J'ai apprécié la sobriété du geste, les hommes c'est tout en concision, en brièveté, en sécheresse : un signe de tête et deux engins de travaux publics décanillent, un geste du pouce et deux types sont transpercés de flèches ou poignardés, un geste vers l'oreille et le tableau à 10 millions de dollars est à eux, ils se mettent les pieds sous la table et la soupe arrive immédiatement. Efficacité. C'est d'ailleurs leur seule efficacité, pour le reste, il convient de couper les cheveux en 16, de décrire des process imbitables et inapplicables en hachant menu, de faire la guerre pendant 20 ans et 100 000 morts, pour se retirer piteusement en laissant la place à l'ennemi en prétextant qu'ils ont assez dépensé l'argent du contribuable comme ça !  

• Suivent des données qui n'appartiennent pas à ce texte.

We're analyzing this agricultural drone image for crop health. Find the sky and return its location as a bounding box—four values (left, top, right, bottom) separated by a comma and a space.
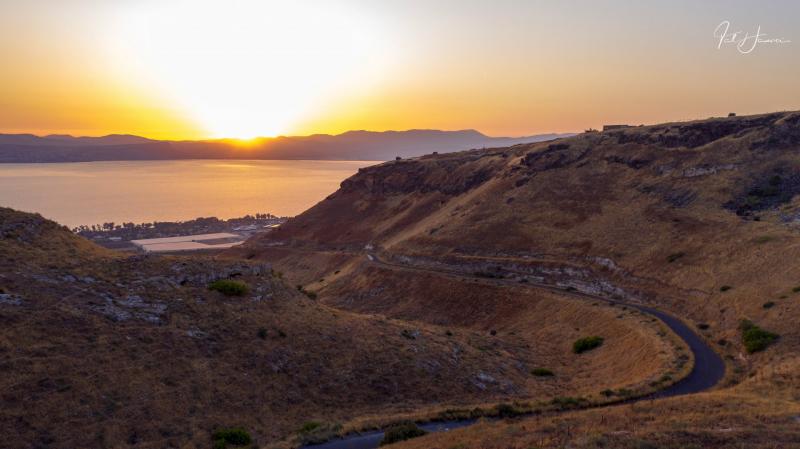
0, 0, 800, 139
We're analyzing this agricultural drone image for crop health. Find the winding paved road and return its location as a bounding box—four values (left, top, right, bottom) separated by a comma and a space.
301, 253, 725, 449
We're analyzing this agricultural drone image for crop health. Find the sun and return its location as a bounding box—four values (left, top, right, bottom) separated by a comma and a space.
106, 1, 388, 139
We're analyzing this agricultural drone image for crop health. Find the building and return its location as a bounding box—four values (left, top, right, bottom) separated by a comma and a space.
131, 232, 244, 253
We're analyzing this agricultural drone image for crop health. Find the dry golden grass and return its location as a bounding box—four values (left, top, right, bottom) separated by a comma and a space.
241, 113, 800, 448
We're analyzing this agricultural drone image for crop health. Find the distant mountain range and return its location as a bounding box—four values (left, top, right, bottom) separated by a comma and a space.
0, 129, 573, 163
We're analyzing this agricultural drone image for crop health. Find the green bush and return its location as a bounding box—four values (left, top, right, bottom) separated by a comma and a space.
208, 279, 248, 296
739, 320, 780, 354
211, 427, 253, 449
380, 423, 428, 446
297, 421, 322, 433
572, 335, 604, 354
551, 396, 587, 410
297, 421, 342, 446
531, 368, 553, 377
495, 402, 531, 418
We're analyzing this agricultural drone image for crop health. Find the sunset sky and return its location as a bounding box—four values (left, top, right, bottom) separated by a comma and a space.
0, 0, 800, 139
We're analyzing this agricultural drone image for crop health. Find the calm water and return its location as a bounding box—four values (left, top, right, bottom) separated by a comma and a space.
0, 160, 377, 227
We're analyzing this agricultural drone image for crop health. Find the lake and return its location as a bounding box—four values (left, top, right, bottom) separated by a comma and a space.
0, 160, 378, 227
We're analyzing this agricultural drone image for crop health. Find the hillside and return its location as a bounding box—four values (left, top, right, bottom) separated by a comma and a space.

Deuxième illustration : il se trouve que les mômes du quartier envahissent squares et rues piétonnes vers 17H ou 18 H jusqu'à pas d'heure les soirs où il fait beau. Les manmans surveillent, je suppose, de leur cuisine leurs gars qui tapent dans des ballons, jouant au foot dans les passages communs, les interdisant ipso facto aux autres ; évidemment tous les jeux de ballons ne se valent pas, les plages horaires non plus, occupées selon une organisation mystérieuse (pour moi en tous cas). Les filles sortent en premier, une demi-heure à tout casser, chahutent, parlent, profitent des jeux disposés dans le lieu, les gars les remplacent ensuite avec des "ballons durs", et tapent en faisant un maximum de bruit, tant que ça finit par casser la tête. Dans la première tranche vous passez, dans la seconde vous évitez en faisant un détour. "Stratégie d'évitement"  ça s'appelle. Le tout dans une passivité ménagère que je ne m'explique pas. Aucune conscience de classe. Pas une once de culture politique. Il se trouve qu'il y a une quinzaine, j'ai eu besoin de traverser, et que j'ai pris le chemin le plus droit, traverser l'endroit en diagonale. Devinez ? Un garçon (10 ans maximum, même si j'ai du mal à donner un âge aux mômes) est venu tourner autour de moi sur son vélo en faisant des roues arrière. Bof, ai-je dit, pas terrible ça ! Il m'a traitée de raciste, a appelé ses acolytes mâles à la rescousse, dont une partie m'a escortée avec un ton mal sonnant, même si je n'ai rien compris à ce qu'ils se disaient, les autres jouant sans se déranger tandis que je passais. Délicatesse, courtoisie, comportements d'enfants rois qui donnent des leçons aux adultes, surtout aux femmes d'ailleurs, sommées de rentrer dans leurs cuisines, laissant ainsi la place aux mâles. J'ai l'habitude ici de donner l'explication de la fabrication sociale de cette déviance qu'est la virilité, mais franchement, je me demande si chez eux, la goujaterie, l'outrecuidance, ne sont pas ontologiques, dues à un chromosome qui foire salement. C'et évident, ils sont rebelles à toute empathie ou forme de sociabilité. 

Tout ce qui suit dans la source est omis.